One way to avoid this pitfall is for teachers to know their students and create a rich student to teacher relationship. Student achievement is affected by teacher expectations of success. A teacher with high expectations will exhibit positive behaviors toward students, motivating them to perform at a higher level because of their personal relationship (TESOL International Association, 2018).
3. Community Resources in Low-Income Areas
Students who live in low-income communities have pervasive structural barriers to participating in STEM out-of-school opportunities, such as summer STEM camps, because of some of the following reasons:
- the inability to pay program registration fees
- lack of prerequisite knowledge
- competitive application processes
- inability to demonstrate preexisting interest in science
- poor literacy skills
- lack of transportation
- a dearth of accessible opportunities
According to Breiseth (2015), “Nearly 60% of [ELs] nationwide are from low-income families,” which means that many ELs will not have STEM exposure outside of school.
Why Is This a Concern?
This means that schools are the sole source of these students’ exposure to STEM activities and classes. However, if the general education teacher lacks the training to successfully work with ELs, we cannot fix the leaky pipeline, expose our ELs to STEM programs, and get them on the STEM pathway to STEM careers—and those students who live in low-income communities are at the greatest risk.
What Can We Do?
We must turn to providing teachers with embedded professional development on topics such as understanding the language acquisition process and critical introspection of teacher beliefs about ELs and linguistic diversity. According to Dr. Ayanna Cooper in her book And Justice for ELs, to create a catalyst for change, school leaders must first confront their own biases and knowledge gaps about minority student populations. If we do not do these things, our education system will continue to imperil ELs’ academic success and emphasize what they cannot do rather than what they already do well, thereby stifling their learning as a result of low expectations (de Haan, 2019).

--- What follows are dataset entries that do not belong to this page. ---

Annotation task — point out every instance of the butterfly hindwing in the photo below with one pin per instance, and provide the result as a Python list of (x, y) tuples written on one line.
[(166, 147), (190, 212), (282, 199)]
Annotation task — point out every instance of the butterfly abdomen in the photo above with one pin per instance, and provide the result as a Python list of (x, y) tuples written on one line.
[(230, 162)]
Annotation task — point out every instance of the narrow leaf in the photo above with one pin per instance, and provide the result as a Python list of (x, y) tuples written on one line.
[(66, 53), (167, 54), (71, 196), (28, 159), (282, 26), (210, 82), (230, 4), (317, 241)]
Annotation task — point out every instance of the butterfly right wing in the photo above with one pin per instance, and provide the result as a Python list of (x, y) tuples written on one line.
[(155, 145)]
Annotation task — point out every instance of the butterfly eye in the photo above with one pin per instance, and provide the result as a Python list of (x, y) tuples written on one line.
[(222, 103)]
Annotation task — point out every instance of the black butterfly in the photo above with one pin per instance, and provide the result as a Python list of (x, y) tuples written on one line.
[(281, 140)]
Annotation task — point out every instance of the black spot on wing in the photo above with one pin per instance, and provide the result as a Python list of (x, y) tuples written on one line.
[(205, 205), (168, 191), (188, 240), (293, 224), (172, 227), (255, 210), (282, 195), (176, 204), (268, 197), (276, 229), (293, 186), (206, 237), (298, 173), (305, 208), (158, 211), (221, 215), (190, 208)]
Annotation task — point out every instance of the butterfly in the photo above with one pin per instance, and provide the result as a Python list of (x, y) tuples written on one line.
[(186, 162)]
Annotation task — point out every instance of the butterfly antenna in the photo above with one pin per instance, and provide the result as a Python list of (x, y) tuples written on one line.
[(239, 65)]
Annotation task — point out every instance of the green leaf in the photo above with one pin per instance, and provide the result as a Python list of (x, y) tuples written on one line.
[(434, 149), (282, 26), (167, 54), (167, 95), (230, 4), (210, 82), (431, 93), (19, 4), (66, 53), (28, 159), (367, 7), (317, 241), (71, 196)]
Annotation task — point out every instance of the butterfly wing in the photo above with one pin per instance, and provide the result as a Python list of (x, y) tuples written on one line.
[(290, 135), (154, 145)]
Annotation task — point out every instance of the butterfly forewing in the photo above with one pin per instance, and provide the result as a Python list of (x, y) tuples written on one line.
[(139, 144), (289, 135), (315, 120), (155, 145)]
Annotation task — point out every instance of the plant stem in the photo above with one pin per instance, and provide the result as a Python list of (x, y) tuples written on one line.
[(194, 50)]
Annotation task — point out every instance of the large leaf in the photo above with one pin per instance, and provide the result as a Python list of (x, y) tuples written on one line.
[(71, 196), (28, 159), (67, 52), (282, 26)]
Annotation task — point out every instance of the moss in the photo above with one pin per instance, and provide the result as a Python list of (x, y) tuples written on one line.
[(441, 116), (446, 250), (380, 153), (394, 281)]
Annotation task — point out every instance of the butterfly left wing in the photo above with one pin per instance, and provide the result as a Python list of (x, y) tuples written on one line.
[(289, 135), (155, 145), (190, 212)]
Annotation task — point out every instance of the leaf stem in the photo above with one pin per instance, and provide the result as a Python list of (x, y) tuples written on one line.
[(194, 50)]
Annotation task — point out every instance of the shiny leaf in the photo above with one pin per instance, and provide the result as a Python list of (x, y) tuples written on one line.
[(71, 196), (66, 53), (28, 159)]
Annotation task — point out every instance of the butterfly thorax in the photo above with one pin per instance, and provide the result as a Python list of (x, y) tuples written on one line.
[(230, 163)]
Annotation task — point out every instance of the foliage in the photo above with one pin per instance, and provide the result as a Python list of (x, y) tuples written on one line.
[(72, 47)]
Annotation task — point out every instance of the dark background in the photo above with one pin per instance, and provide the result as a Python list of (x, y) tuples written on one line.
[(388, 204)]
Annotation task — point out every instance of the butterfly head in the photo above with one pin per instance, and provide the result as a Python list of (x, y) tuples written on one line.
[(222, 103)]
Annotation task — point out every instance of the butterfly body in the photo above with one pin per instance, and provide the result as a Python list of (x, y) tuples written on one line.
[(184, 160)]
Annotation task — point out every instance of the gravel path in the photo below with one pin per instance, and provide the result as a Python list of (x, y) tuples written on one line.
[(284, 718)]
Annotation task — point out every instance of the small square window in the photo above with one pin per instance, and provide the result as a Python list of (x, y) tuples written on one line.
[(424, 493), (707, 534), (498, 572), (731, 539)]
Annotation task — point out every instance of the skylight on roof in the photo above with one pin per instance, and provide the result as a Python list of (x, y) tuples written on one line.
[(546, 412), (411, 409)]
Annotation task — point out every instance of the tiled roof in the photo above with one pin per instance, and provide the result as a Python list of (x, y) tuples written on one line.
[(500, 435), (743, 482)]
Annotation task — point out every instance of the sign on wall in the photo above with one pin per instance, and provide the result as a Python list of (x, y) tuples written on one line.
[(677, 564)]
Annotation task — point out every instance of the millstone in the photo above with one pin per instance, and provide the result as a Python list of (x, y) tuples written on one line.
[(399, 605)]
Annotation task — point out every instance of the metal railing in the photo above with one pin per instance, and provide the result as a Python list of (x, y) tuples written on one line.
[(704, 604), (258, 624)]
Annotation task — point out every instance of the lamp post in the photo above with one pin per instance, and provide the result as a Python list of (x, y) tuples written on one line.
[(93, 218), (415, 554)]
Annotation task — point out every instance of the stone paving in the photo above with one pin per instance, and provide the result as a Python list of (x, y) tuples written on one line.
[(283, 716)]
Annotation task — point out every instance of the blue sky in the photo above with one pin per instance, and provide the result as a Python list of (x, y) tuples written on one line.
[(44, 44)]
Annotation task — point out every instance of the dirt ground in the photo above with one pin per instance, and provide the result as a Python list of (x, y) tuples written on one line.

We need to begin to look at the science curriculum of our youngest of learners, because that is where the STEM pipeline begins. Teachers and school leaders need to reflect on their perception of their students because it impacts their approach to teaching them. Such reflection is necessary before school leaders will be able to create and sustain inclusive school communities for all students, especially ELs (Cooper, 2021). Districts need to provide their teaching staff with ongoing embedded professional development on how to successfully teach this growing population, because schools may be ELs’ only opportunity for STEM exposure.
Does your school provide ongoing embedded professional development on teaching ELs? What are your thoughts on how to increase teacher self-efficacy in the context of ELs? Please share your responses and your thoughts in the comments, below.
Breiseth, L. (2015). What you need to know about ELLs: Fast facts. Colorín Colorado. https://www.colorincolorado.org/article/what-you-need-know-about-ells-fast-facts
Cooper, A. (2021). And justice for ELs: a leader’s guide to creating and sustaining equitable schools. Corwin.
de Haan, D. C. (2019). Increasing the self-efficacy of general education teachers of ELLs [Unpublished doctoral dissertation]. Stockton University.
Lyon, G. H., Jafri, J., & St. Louis, K. (2012, Fall). Beyond the pipeline: STEM pathways for youth development. Afterschool Matters. National Institute on Out-of-School Time. https://niost.org/Afterschool-Matters-Fall-2012/beyond-the-pipeline-stem-pathways-for-youth-development
TESOL International Association. (2018). The 6 principles for exemplary teaching of English learners.